In one paper, colleagues analyzed 100 men and found 98 combinations of gene numbers on the Y chromosome. This means that one perfectly healthy man can have, for example, 15 copies of one gene. One of his colleagues can have 20 copies. Both are healthy and fertile, so it is a mystery how it is possible that there is so much variability in these genes.
These readings are currently very long and very erroneous, but it is gradually improving. We have better and better sequences also thanks to advances in Machine Learning and computer science.

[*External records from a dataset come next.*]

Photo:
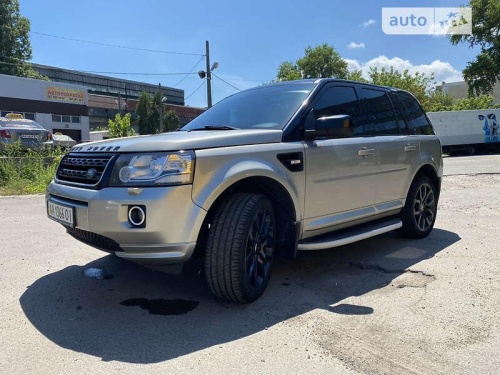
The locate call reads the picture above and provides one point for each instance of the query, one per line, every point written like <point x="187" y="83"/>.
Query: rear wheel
<point x="240" y="248"/>
<point x="419" y="213"/>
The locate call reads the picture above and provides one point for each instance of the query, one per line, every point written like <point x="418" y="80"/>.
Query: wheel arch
<point x="284" y="206"/>
<point x="430" y="171"/>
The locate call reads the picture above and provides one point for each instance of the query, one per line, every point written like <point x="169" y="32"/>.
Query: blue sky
<point x="249" y="39"/>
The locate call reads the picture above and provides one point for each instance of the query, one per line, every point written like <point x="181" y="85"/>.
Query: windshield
<point x="267" y="107"/>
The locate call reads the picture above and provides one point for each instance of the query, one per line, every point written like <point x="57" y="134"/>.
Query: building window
<point x="66" y="118"/>
<point x="26" y="115"/>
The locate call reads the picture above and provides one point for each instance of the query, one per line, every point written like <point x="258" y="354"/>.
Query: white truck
<point x="467" y="131"/>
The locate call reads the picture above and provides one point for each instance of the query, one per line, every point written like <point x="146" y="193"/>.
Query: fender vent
<point x="293" y="161"/>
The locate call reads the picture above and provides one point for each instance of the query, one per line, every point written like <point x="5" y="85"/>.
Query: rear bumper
<point x="169" y="236"/>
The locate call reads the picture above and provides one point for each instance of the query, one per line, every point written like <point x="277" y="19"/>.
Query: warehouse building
<point x="58" y="107"/>
<point x="108" y="96"/>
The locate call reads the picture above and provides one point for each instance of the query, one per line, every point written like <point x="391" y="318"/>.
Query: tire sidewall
<point x="251" y="292"/>
<point x="410" y="227"/>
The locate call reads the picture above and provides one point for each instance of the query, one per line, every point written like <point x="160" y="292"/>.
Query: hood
<point x="183" y="140"/>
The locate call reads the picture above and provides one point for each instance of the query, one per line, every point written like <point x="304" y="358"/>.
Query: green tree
<point x="15" y="47"/>
<point x="154" y="118"/>
<point x="319" y="62"/>
<point x="143" y="111"/>
<point x="418" y="84"/>
<point x="438" y="100"/>
<point x="170" y="121"/>
<point x="477" y="102"/>
<point x="288" y="71"/>
<point x="356" y="75"/>
<point x="482" y="74"/>
<point x="120" y="126"/>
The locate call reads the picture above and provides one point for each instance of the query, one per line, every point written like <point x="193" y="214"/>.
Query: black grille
<point x="96" y="240"/>
<point x="83" y="170"/>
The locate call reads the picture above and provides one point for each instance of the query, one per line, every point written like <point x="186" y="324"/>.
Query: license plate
<point x="62" y="214"/>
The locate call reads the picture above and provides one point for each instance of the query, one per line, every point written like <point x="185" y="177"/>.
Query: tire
<point x="419" y="213"/>
<point x="240" y="248"/>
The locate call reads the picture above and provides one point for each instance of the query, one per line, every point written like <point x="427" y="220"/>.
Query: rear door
<point x="340" y="170"/>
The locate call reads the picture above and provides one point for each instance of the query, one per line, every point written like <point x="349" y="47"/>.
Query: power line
<point x="227" y="83"/>
<point x="199" y="87"/>
<point x="117" y="46"/>
<point x="135" y="73"/>
<point x="193" y="68"/>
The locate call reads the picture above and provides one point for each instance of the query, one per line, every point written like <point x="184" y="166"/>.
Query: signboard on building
<point x="66" y="95"/>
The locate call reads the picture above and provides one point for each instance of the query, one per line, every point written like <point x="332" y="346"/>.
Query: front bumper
<point x="173" y="221"/>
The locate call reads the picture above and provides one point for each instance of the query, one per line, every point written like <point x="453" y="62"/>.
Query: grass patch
<point x="26" y="172"/>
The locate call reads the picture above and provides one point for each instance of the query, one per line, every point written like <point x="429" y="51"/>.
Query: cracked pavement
<point x="385" y="305"/>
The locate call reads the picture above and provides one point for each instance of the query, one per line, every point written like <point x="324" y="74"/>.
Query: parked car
<point x="301" y="165"/>
<point x="64" y="141"/>
<point x="31" y="134"/>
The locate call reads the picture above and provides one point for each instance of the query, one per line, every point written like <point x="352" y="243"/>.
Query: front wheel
<point x="240" y="248"/>
<point x="419" y="213"/>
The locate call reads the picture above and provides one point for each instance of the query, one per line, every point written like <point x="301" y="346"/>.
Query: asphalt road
<point x="382" y="306"/>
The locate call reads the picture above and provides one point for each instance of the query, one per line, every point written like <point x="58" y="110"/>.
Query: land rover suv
<point x="300" y="165"/>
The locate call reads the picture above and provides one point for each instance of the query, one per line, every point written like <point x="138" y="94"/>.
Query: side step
<point x="350" y="236"/>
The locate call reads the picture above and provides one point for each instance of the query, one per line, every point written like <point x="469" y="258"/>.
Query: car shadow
<point x="131" y="314"/>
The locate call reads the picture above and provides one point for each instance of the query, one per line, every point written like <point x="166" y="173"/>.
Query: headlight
<point x="153" y="169"/>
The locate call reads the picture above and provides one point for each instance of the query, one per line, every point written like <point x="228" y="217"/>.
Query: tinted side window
<point x="380" y="117"/>
<point x="403" y="129"/>
<point x="414" y="115"/>
<point x="341" y="100"/>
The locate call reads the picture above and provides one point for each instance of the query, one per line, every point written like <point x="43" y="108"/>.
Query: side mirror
<point x="336" y="126"/>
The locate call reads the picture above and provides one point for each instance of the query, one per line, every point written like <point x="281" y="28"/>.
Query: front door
<point x="340" y="171"/>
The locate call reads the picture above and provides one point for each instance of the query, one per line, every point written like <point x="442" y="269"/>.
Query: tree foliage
<point x="420" y="85"/>
<point x="15" y="47"/>
<point x="477" y="102"/>
<point x="321" y="61"/>
<point x="170" y="121"/>
<point x="120" y="126"/>
<point x="148" y="113"/>
<point x="482" y="74"/>
<point x="143" y="111"/>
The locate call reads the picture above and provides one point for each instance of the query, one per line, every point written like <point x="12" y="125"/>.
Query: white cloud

Are there any suitable devices for your research in Brno?
Partly yes, but some are in Vienna. Another option is sequencing with Oxford Nanopore, a tiny box that plugs into a computer via USB and can be sequenced immediately. These readings are currently very long and very erroneous, but it is gradually improving. We have better and better sequences also thanks to advances in Machine Learning and computer science. We can better convert the electrical signal to the sequence itself. Quite a few laboratories in Brno use this method, so the challenge is how to prepare the sample so that it is as little damaged as possible, so that the DNA is as preserved and long as possible. Moreover, the analysis and interpretation should be of good quality, which is always a challenge.
And how is this data then represented on the computer?
It is interesting that in the most traditional design, it is a text file. At Penn State, I also worked as a teaching assistant, so I taught American students bioinformatics. At the exercise, we obtained the DNA of various animals, the students did not know what they received, but they had to determine what it was. We prepared the sample for sequencing, which takes several hours. Then we loaded it and turned on sequencing. In 2 minutes, the first sequences were available. So we immediately had a text file, and we could read what was in the sample.
It also depends on how deep the researcher wants to do the analysis. It is always possible to go back a step and look at the electrical signal. The molecule, during sequencing, passes through an artificial pore and changes the electrical signal. There are many algorithms, including neural networks, that try to translate the data into a sequence.